The Kite and the Doves is a political fable ascribed to Aesop that is numbered 486 in the Perry Index. During the Middle Ages the fable was modified by the introduction of a hawk as an additional character, followed by a change in the moral drawn from it.

==The Phaedrus version==
The first appearance of the fable is in the collection of Phaedrus (Book 1.31). It is an illustration of political foolishness and tells how doves are so terrified by attacks on them by a kite that they agree to its suggestion that he should be elected their king and protector. They only realise their mistake when the kite begins to prey on them as its royal prerogative.

After Phaedrus's work was lost sight of during the Middle Ages, a new version of the fable was created and it was not until after rediscovery of his original text during the Renaissance that some later collections followed his telling. Samuel Croxall, harking back to a series of recent changes of regime, commented on how "many, with the Doves in the Fable, are so silly that they would admit of a Kite rather than be without a king". Two pages later, Croxall goes on to mention that he has followed the sense of Phaedrus "in every fable of which he has made a version" (p. 32).

==The hawk, the kite and the pigeons==
During the Middle Ages new versions of the fable developed in Latin, of which Odo of Cheriton recorded several at the end of the 12th century. One of these is a variant of The Frogs Who Desired a King in which the frogs have elected a log to rule over them and, when that is perceived as of no value, choose a snake instead and are eaten by it. Another concerns chickens, or else birds generally, who elect a dove to be their ruler because it is mild and will do them no harm; but when it is perceived as lacking authority, they choose a kite in its place and are then preyed upon by it. In the version of Romulus Anglicus, doves who are living in a state of general threat elect a falcon as their protector, while according to Walter of England the doves are at war with the kites and choose a hawk to defend them. The latter story ends with the detail that the hawk kills many more of them than had perished formerly and concludes with the advice that the remedy should not make a bad situation worse.

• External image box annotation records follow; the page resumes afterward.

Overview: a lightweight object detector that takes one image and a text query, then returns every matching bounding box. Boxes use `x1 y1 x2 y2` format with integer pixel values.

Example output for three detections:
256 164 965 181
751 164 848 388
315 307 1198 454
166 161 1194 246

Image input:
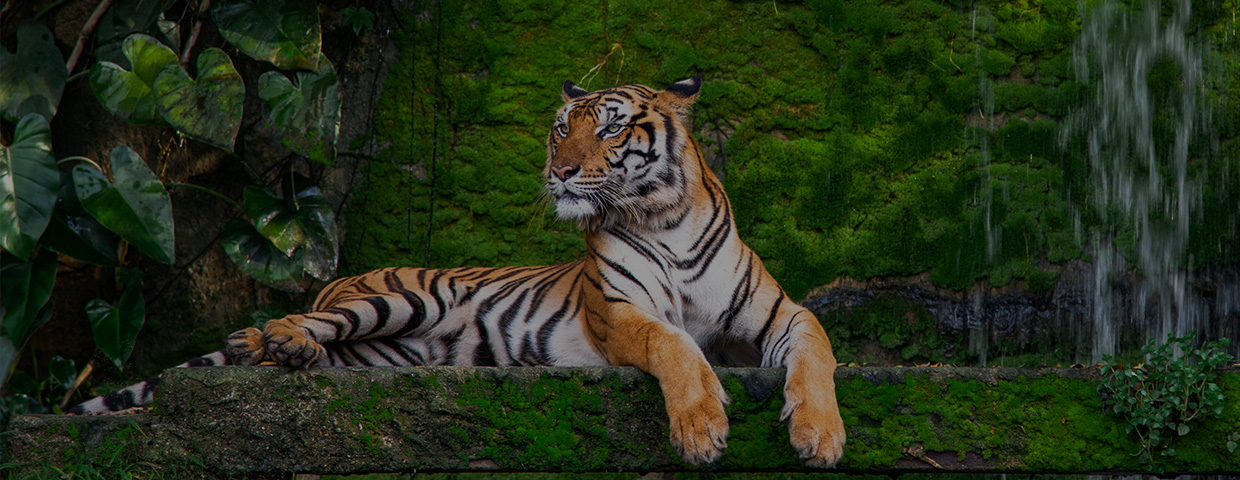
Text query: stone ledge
5 367 1240 476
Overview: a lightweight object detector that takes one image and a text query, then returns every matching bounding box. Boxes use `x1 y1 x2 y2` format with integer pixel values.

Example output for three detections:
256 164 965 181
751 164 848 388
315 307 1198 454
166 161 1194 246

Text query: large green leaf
244 176 339 280
0 20 68 122
0 113 60 259
86 284 146 368
221 220 301 291
47 355 77 389
94 0 180 62
0 252 56 349
73 146 175 264
212 0 322 69
91 33 177 124
258 58 340 165
154 48 246 151
40 172 120 267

Versions of Walter's story were perpetuated in English by William Caxton and Roger L'Estrange. Elsewhere in Europe it formed the basis of Neo-Latin poems by Hieronymus Osius and Pantaleon Candidus. The fable was also adapted by John Hawkesworth into his reflective political poem, "The Danger of trusting Individuals with exorbitant Power". In that, the king of the doves prays to Jove for help against a marauding kite and is changed in form to a more powerful bird of prey. After his victory, however, the king becomes an even worse tyrant in his turn. The political moral that Hawkesworth drew from this was similar to Croxall's in requiring a democratic system of checks and balances:

Wrongs to redress, ne'er arm alone your friend,
But cloth'd in equal Might his steps attend.